São Paulo, 16 (AE) - Ainda este mês, o Conselho de Administração de Defesa Econômica (Cade) poderá definir se há ou não ato de concentração na joint venture formada pela OPP Petroquímica e Petrobras para a implantação do pólo petroquímico do Planalto Paulista, em Paulínia (SP). O prazo de intervenção das outras empresas do setor já terminou e a última reunião entre as sócias da Companhia Petroquímica Paulista (CPP, denominação da parceria entre OPP e Petrobras) e o Cade, antes da solução, aconteceu na segunda-feira.
A partir da resposta do Cade, o pólo poderá tomar forma, para produzir 500 mil toneladas ao ano de propeno, insumo petroquímico para o polipropileno (PP, matéria-prima plástica de peças e componentes automotivos e eletroeletrônicos). Uma das implicações que levaram o contrato entre as duas sócias ao Cade foi a cláusula oito, na qual ficava implícita a obrigação de consulta mútua para futuros empreendimentos petroquímicos no País. Segundo o Cade, o ponto não é mais problema, porque já foi alterado pelas empresas envolvidas. O que está em jogo, agora, é a alteração de outra cláusula, a que diz respeito ao insumo utilizado pelo novo pólo.
Embora as sócias informem publicamente que só usarão gás natural importado da Bolívia (uma parte para geração de energia e outra para produção petroquímica), a Petroquímica União (PqU), central de matérias-primas do pólo petroquímico de Capuava (SP), questionou ao Cade se o novo pólo utilizaria também nafta - no Brasil, produção monopolizada pela Petrobras.
Isso, porque desde que o contrato de Paulínia foi assinado, a PqU estaria sentindo dificuldades em conseguir garantia da Petrobras para a entrega da nafta, insumo petroquímico necessário à ampliação de produção de eteno (matéria-prima das resinas termoplásticas) no pólo de Capuava. Esse é o ponto mais polêmico, agora, na reta final do processo, porque o contrato não explicita se a produção terá como insumo exclusivo o gás natural.
Copesul x Copene - Quanto à intenção declarada pela Companhia Petroquímica do Sul (Copesul) na compra do controle da Companhia Petroquímica do Nordeste (Copene), o Cade não foi acionado (mesmo porque isso só acontece quando há fato gerador, ou seja, compra de fato), mas acompanha de perto o que poderá configurar atos de concentração simultâneos em uma só operação de compra.
A Copesul, formada pela Petroquisa, a Ipiranga Petroquímica e a Odebrecht Química, ao comprar os 56% da Copene, passa a deter mais de 80% do mercado. Junte-se a isso a produção do pólo de Paulínia, mais 500 mil t/ano. Um total de cerca de 3 milhões de t/ano, com apenas um fornecedor de insumos: a Petrobras. Este seria o primeiro ato de concentração a ser analisado pelo Cade.
O segundo é que, Copesul, Copene e CPP, como monopólio na produção de eteno, naturalmente formariam o preço de venda da matéria-prima. Ainda que a importação da nafta seja liberada, em janeiro de 2001 - o que acabaria com o primeiro ponto do ato de concentração -, o subsequente, de produção e venda, permaneceria.

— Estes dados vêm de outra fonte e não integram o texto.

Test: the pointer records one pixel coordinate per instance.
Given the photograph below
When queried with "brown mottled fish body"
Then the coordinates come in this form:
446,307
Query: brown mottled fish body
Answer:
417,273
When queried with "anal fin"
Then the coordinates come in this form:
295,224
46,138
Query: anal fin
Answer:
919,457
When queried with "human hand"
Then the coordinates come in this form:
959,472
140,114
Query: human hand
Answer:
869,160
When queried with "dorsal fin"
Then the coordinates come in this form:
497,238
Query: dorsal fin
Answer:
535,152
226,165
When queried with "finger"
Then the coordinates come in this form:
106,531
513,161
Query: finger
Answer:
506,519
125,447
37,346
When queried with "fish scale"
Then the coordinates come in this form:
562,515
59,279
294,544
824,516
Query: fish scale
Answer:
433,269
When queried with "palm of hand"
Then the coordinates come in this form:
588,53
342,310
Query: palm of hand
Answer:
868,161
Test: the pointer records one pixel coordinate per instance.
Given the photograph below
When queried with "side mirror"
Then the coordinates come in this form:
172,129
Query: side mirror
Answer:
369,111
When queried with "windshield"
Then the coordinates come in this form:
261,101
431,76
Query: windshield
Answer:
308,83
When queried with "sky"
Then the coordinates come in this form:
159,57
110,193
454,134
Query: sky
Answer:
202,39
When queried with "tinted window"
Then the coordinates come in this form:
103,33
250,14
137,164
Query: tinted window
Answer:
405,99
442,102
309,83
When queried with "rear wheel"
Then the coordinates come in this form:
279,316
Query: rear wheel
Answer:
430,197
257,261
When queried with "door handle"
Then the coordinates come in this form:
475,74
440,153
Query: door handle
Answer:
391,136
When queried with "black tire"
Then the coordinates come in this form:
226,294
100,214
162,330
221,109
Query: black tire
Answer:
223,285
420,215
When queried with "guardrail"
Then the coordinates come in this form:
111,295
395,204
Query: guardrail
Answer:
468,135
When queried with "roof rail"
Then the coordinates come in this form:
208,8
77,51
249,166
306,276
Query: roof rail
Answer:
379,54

E, finalmente, caso a intenção de compra se transforme em negócio, a tendência é que a Sociedade de Propósito Específico (SPE), criada pelo governo federal para o BNDESPar se associar ao grupo Ultra na compra da Copene, despareça. De acordo com o Cade, o BNDES não pode conceder financiamento duas vezes à mesma empresa.
Para a construção do pólo de Paulínia, as sócias Odebrecht Química (holding controladora da OPP, CPP e Trikem) e a Petrobras vão recorrer ao BNDES. Com US$ 1 bilhão em dívidas, a Odebrecht não tem capital para, junto com a Ipiranga Petroquímica, comprar a parte da Conepar e do grupo Mariani na Copene. Odebrecht teria que recorrer ao BNDES, mesmo que a sua parte na Copene amortizasse uma parcela do valor do que está à venda - de acordo com os sócios, o valor daquele ativo ainda não foi definido.
A parte que Odebrecht detém no controle da Copene a empresa conseguiu com a compra das ações da Intercapital dentro da Conepar. O negócio de venda das ações da Conepar, sob controle majoritário do Banco Econômico (sob intervenção do Banco Central, desde 1995), para o Odebrecht, cerca de dois anos depois da quebra do Econômico, fugiu ao controle do BNDES - o banco não foi avisado sobre a operação. Se o BNDES tivesse sido notificado, talvez a transação não ocorresse, pois o pagamento do passivo do banco de ¶ngelo Calmon de Sá depende, em grande parte, da venda dos ativos do empresário na petroquímica.